Прорубив по приказу Наполеона III широкие артерии – улицы и бульвары, дающие доступ к вокзалам, мостам, театрам. А обустроив несколько громадных, узловых площадей, он во многом изменил урбанистическую архитектуру столицы мира.
Всесокрушающий барон в корне преобразил городской пейзаж, не постояв перед излишне жестоким разрушением старого города. Парижские улицы были застроены тысячами великолепных, светлых и монументальных зданий из тесаного и штучного камня, знаменитого парижского песчаника. Считалось приличным до середины прошлого века аккуратно высекать на фасадах фамилию архитектора и год строительства.

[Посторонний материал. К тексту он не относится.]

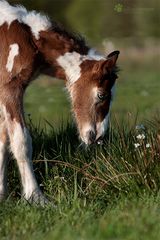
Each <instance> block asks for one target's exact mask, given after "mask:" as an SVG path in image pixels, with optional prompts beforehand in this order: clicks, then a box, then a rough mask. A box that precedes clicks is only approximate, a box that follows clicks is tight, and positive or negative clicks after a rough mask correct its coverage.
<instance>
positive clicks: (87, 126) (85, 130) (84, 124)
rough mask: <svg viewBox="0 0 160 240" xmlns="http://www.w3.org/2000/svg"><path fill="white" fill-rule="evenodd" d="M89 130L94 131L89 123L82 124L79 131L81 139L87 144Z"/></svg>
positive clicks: (91, 125) (88, 133) (87, 140)
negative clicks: (79, 130)
mask: <svg viewBox="0 0 160 240" xmlns="http://www.w3.org/2000/svg"><path fill="white" fill-rule="evenodd" d="M90 131H92V132H95V130H94V128H93V126H92V125H91V124H89V123H86V124H84V126H83V128H82V130H81V131H80V136H81V139H82V141H83V142H84V143H85V144H87V145H88V144H89V132H90Z"/></svg>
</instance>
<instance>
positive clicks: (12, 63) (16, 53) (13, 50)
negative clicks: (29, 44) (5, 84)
mask: <svg viewBox="0 0 160 240" xmlns="http://www.w3.org/2000/svg"><path fill="white" fill-rule="evenodd" d="M9 47H10V51H9V55H8V59H7V64H6V69H7V71H8V72H11V71H12V69H13V65H14V58H15V57H16V56H17V55H18V54H19V46H18V44H17V43H14V44H11V45H10V46H9Z"/></svg>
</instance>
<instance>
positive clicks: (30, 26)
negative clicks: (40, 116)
mask: <svg viewBox="0 0 160 240" xmlns="http://www.w3.org/2000/svg"><path fill="white" fill-rule="evenodd" d="M118 54H119V51H114V52H112V53H111V54H109V55H108V56H107V57H105V56H102V55H99V54H97V53H96V52H95V50H93V49H91V48H89V47H88V46H87V45H86V43H85V41H84V40H83V39H82V38H81V37H80V36H77V35H74V34H72V33H69V32H67V31H66V30H64V29H63V28H62V27H60V26H58V25H57V24H55V23H53V22H51V21H50V20H49V18H48V17H47V16H44V15H41V14H40V13H37V12H35V11H31V12H28V11H27V10H26V9H25V8H24V7H22V6H11V5H9V3H8V2H6V1H5V0H0V73H1V74H0V106H1V112H0V199H1V200H2V199H3V198H4V196H5V195H6V190H7V189H6V165H7V159H6V153H7V150H8V149H7V143H8V141H9V142H10V148H11V151H12V153H13V155H14V157H15V159H16V160H17V164H18V167H19V171H20V176H21V182H22V186H23V193H22V194H23V197H24V198H25V199H27V200H29V201H33V202H36V203H41V204H44V203H45V202H46V199H45V197H44V196H43V194H42V193H41V191H40V189H39V187H38V184H37V181H36V179H35V176H34V172H33V167H32V161H31V159H32V142H31V137H30V135H29V132H28V130H27V128H26V124H25V120H24V112H23V95H24V91H25V89H26V87H27V85H28V84H29V83H30V82H31V80H32V78H33V77H34V75H35V73H37V71H39V72H45V73H47V74H50V75H52V76H54V77H57V78H61V79H64V80H65V81H66V87H67V89H68V91H69V94H70V97H71V102H72V108H73V112H74V115H75V119H76V122H77V127H78V130H79V134H80V138H81V139H82V141H83V142H84V143H85V144H87V145H89V144H92V143H96V142H99V141H101V139H102V138H103V136H104V133H105V130H106V128H107V123H108V117H109V108H110V103H111V99H112V95H113V90H114V84H115V80H116V78H117V76H116V61H117V58H118Z"/></svg>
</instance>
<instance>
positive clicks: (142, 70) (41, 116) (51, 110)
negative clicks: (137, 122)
mask: <svg viewBox="0 0 160 240" xmlns="http://www.w3.org/2000/svg"><path fill="white" fill-rule="evenodd" d="M9 2H10V3H13V4H17V3H18V4H22V5H24V6H26V7H27V8H28V9H30V10H31V9H35V10H37V11H42V12H44V13H47V14H48V15H49V16H50V17H51V18H53V19H54V20H56V21H58V22H61V23H62V24H64V25H65V26H66V28H68V29H69V30H71V29H72V30H74V31H78V32H80V33H81V34H82V35H83V36H85V37H86V39H87V41H88V42H89V44H90V45H91V46H93V47H95V48H97V49H98V50H99V51H101V52H103V53H106V54H108V53H109V52H111V51H112V50H116V49H118V50H120V52H121V54H120V57H119V61H118V64H119V67H120V69H121V72H120V74H119V79H118V81H117V94H116V97H115V101H114V103H113V107H112V115H116V116H117V117H118V118H121V117H123V118H124V117H127V118H128V117H129V118H130V119H135V116H136V115H137V114H138V119H139V120H140V121H141V120H144V119H146V118H149V119H150V118H153V117H154V116H155V115H156V116H157V115H158V114H159V110H160V105H159V103H160V94H159V90H160V14H159V11H160V1H159V0H152V1H150V0H132V1H127V0H121V1H116V0H112V1H110V0H36V1H35V0H30V1H28V0H21V1H18V0H11V1H9ZM68 99H69V98H68V97H67V93H66V91H65V89H64V83H63V81H61V80H56V79H52V78H49V77H46V76H40V77H39V80H38V81H34V82H33V83H32V84H31V85H30V87H29V88H28V90H27V92H26V97H25V106H26V108H25V110H26V113H27V114H31V118H32V119H33V120H34V121H35V122H37V121H39V119H41V120H42V122H43V121H44V119H47V120H48V121H49V122H51V124H53V125H55V126H57V124H59V123H60V122H61V121H62V119H68V118H70V115H71V111H70V106H69V100H68Z"/></svg>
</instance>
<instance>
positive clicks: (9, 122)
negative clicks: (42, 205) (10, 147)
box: [4, 99, 47, 205]
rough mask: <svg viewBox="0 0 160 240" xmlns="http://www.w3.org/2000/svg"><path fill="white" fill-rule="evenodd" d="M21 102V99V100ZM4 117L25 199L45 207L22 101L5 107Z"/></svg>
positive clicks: (8, 105)
mask: <svg viewBox="0 0 160 240" xmlns="http://www.w3.org/2000/svg"><path fill="white" fill-rule="evenodd" d="M20 100H21V99H20ZM4 115H5V120H6V123H7V130H8V134H9V139H10V145H11V151H12V152H13V154H14V157H15V158H16V160H17V164H18V168H19V172H20V176H21V182H22V187H23V197H24V198H25V199H26V200H28V201H30V202H32V203H34V202H35V203H39V204H41V205H44V204H45V203H46V202H47V200H46V198H45V197H44V196H43V194H42V192H41V191H40V189H39V187H38V184H37V181H36V178H35V175H34V172H33V166H32V161H31V159H32V140H31V137H30V134H29V132H28V130H27V128H26V126H25V122H24V118H23V113H22V110H21V107H20V101H17V102H15V100H14V104H12V103H11V105H10V103H8V104H7V105H6V106H4Z"/></svg>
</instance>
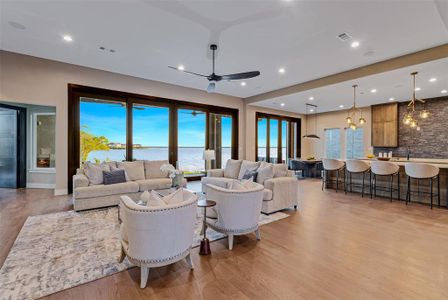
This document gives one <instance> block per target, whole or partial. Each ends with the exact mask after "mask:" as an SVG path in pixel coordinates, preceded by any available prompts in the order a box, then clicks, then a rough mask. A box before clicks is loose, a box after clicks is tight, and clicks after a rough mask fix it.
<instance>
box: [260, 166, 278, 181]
mask: <svg viewBox="0 0 448 300" xmlns="http://www.w3.org/2000/svg"><path fill="white" fill-rule="evenodd" d="M273 177H274V166H273V165H271V164H267V165H264V167H263V166H260V167H259V168H258V169H257V178H256V181H257V183H259V184H264V182H265V181H266V180H268V179H271V178H273Z"/></svg>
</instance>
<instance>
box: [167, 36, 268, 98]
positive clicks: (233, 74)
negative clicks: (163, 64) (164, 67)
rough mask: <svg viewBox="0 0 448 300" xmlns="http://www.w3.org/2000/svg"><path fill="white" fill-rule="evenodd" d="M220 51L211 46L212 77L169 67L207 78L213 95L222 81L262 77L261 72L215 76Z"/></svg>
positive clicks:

Наше с В.П. развлечение было бесхитростным – вышагивать по парижским улицам и на глазок издалека угадывать дату сооружения здания, судя по архитектурным деталям, меняющимся со временем. Чья дата была ближе к указанной над подъездом, тот и выигрывал.
Мне обычно везло, и я угадывал не реже Некрасова, что давало мне повод для некоторого тщеславия…
Некрасов редко ходил просто так, без толку по Парижу. Для выхода в город всегда имелась причина.
Продолжительные прогулки следовало начинать с покупки какого-нибудь альбома о Париже, обычно роскошного. Который тщательно рассматривался и лишь потом выбирались достойные посещения места и памятники.
Так было заведено ещё в 1976 году, в первый приезд Лилианны Лунгиной.
Лильку выпустили в Париж! А Симу оставили в Москве в заложниках! Сообщив нам эту новость, Вика извёлся от радости. Советская власть показывала, что зла на Лильку не таит и поведением её довольна. Но как только Максимов робко заикнулся об этом, Некрасов вознегодовал и даже повысил голос.
Что нам остаётся между воспоминаниями о прошлом и мечтами о будущем? Известно что – остаётся настоящее, которое мы торопимся прожить и вновь окунуться в щемящее прошлое или маловолнительное будущее. Это не я придумал, мне это сказал как-то Виктор Платонович.
Сейчас уже редко, но бывает, что я без особой надобности решаю пройтись по Парижу. И нет-нет да и поглядываю вверх, вскользь по верхним этажам старых, конца позапрошлого века зданий, как научил меня В.П. во время наших пешеходных прогулок.